Así llegué al capítulo 157, apenas página y media, en el que Manuel Vilas imagina la noche de su concepción, en noviembre de 1961. No hay lamento en ese capítulo, no hay furia ni desesperación. solo hay belleza: sus padres, jóvenes y hermosos, tumbados en una cama, desnudos, con la luz del sol y la brisa de la tarde entrando por la ventana abierta. Dice Vilas: y yo, yo ya estaba allí. Es un remate fascinante para un libro de una enorme complejidad.

Más allá de ese capítulo final hay un epílogo que contiene un puñado de poemas. Leer esos poemas después de haber leído el libro entero es una experiencia muy intensa. Es casi como verlos desde dentro de la cabeza del poeta, puesto que uno tiene todos los elementos que necesita para interpretar cada verso, cada palabra, desde ahí, desde dentro. Un privilegio, diría yo, que nos concede Vilas, quién sabe por qué.

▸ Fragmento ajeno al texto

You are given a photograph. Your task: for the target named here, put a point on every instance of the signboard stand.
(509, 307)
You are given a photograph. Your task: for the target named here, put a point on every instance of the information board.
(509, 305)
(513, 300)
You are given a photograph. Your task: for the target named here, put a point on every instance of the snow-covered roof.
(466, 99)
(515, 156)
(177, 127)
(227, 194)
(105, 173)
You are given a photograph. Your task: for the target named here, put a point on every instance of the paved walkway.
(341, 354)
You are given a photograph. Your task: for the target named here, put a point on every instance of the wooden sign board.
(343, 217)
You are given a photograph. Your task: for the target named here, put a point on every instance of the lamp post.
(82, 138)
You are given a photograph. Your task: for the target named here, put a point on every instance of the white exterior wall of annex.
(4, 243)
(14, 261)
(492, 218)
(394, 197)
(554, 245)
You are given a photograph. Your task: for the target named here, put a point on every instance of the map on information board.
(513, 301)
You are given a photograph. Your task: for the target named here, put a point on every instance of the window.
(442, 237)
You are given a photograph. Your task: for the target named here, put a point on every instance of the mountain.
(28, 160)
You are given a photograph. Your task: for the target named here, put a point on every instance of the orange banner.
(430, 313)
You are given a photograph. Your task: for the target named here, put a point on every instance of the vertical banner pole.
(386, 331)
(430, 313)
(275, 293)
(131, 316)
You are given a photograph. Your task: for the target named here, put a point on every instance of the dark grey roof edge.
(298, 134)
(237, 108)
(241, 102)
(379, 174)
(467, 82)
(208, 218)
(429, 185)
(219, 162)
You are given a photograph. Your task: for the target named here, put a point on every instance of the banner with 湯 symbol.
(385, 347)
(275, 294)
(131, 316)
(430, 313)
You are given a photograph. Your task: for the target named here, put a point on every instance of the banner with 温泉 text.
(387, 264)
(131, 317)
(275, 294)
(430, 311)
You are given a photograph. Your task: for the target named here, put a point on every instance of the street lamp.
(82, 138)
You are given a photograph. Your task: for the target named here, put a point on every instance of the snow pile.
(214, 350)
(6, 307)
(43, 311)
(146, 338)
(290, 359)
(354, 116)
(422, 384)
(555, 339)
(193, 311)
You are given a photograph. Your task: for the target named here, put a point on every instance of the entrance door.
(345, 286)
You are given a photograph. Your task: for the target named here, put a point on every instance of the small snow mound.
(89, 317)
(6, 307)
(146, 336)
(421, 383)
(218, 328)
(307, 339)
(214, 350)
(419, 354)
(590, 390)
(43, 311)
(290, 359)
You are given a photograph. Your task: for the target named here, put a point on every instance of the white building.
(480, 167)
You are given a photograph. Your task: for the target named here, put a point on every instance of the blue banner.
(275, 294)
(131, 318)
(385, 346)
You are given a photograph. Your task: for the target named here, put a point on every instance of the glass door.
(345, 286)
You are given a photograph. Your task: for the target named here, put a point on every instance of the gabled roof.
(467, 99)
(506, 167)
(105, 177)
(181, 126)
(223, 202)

Hacía muchos años que no leía más poesía que la de las canciones que escucho. Siento que ha merecido la pena todas las etapas por las que me ha llevado el libro, desde el "pesado, pesado, pesado" y el desánimo iniciales hasta la gran sorpresa final del capítulo 157. Sí, merece la pena pasar el trago del libro para disfrutar de los poemas.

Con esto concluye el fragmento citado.